I realized when I took this set of shots that the perspective highlights the fire too much in relation to the vegetable garden. Also the light was way too dim for it all to really turn out. Since Jim was leaving on a trip to visit one of his Navy buddies and we were getting up at zero dark thirty this morning, I thought it would be a good idea to get up early and try getting photos as the sun was coming up. The result follows. Check out that garlic coming up in the foreground.
Once again, the light was too complex for a great picture. That bright dawn sky had some lovely cloud formations in it, but when I got the exposure right to show that, the garden looked like the Black Hole of Calcutta. I got some great shots of my chard, though.
As I was lying on my belly trying to capture the chard and the sundial at the same time, I heard the Canada geese that sleep on Horseshoe Pond wake up and take flight. There were two skeins of them, and the first one flew by as I swung my camera up and got off a shot. Over-exposed.
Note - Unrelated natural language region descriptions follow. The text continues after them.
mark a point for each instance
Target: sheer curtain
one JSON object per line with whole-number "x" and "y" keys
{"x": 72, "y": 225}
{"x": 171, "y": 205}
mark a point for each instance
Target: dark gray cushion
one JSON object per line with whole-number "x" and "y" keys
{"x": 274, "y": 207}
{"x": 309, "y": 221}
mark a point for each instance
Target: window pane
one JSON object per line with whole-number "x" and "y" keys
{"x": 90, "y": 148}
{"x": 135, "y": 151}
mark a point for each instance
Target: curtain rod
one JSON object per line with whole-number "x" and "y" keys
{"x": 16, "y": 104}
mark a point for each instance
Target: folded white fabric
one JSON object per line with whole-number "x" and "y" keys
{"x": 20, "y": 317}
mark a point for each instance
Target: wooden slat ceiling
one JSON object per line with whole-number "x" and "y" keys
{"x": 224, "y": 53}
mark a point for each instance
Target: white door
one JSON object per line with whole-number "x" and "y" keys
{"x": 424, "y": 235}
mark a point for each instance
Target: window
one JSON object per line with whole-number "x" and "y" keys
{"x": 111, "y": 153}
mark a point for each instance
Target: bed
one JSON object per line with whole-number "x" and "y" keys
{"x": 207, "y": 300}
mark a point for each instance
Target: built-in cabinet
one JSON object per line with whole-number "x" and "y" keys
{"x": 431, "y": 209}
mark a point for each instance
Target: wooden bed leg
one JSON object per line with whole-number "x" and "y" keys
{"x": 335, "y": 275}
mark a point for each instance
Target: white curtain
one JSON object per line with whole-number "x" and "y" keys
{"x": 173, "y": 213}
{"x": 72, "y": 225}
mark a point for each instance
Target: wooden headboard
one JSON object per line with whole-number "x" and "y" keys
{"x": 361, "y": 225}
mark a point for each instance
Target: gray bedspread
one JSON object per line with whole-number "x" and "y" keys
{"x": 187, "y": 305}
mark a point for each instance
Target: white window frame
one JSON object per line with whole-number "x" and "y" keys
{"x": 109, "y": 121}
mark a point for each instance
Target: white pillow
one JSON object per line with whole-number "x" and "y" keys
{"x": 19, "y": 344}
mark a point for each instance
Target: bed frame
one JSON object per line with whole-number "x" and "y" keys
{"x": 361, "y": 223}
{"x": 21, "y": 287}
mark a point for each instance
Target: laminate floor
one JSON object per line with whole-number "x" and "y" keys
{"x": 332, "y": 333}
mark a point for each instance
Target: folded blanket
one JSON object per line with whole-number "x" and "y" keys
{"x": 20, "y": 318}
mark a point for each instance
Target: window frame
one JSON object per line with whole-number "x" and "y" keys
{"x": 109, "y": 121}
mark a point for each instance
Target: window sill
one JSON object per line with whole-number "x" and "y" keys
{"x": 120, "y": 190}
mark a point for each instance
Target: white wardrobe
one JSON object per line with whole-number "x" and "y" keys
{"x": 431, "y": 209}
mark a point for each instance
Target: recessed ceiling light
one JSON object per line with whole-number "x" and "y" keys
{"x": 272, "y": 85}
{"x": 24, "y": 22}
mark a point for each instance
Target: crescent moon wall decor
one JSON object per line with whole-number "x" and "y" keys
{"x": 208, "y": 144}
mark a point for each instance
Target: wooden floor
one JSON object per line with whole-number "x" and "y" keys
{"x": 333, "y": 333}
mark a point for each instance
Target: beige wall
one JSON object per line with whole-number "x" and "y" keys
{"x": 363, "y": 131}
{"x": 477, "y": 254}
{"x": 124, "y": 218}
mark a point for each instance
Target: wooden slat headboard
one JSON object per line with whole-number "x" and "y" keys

The second group winged by and in that magical moment as I clicked the shutter I knew I had “The Shot” at long last.
And that, my dearest ones, is my entry into the contest. It seems to breathe “The End of the Line” to me, with the trees half bare, all the lines of the paths and raised beds, the beds tucked in for the winter, the last line of chard, the line of geese heading South for the winter. It even has the sundial in it.
Blessed be, and may the turn of the year find you healthy, and blessed with prosperity and joy.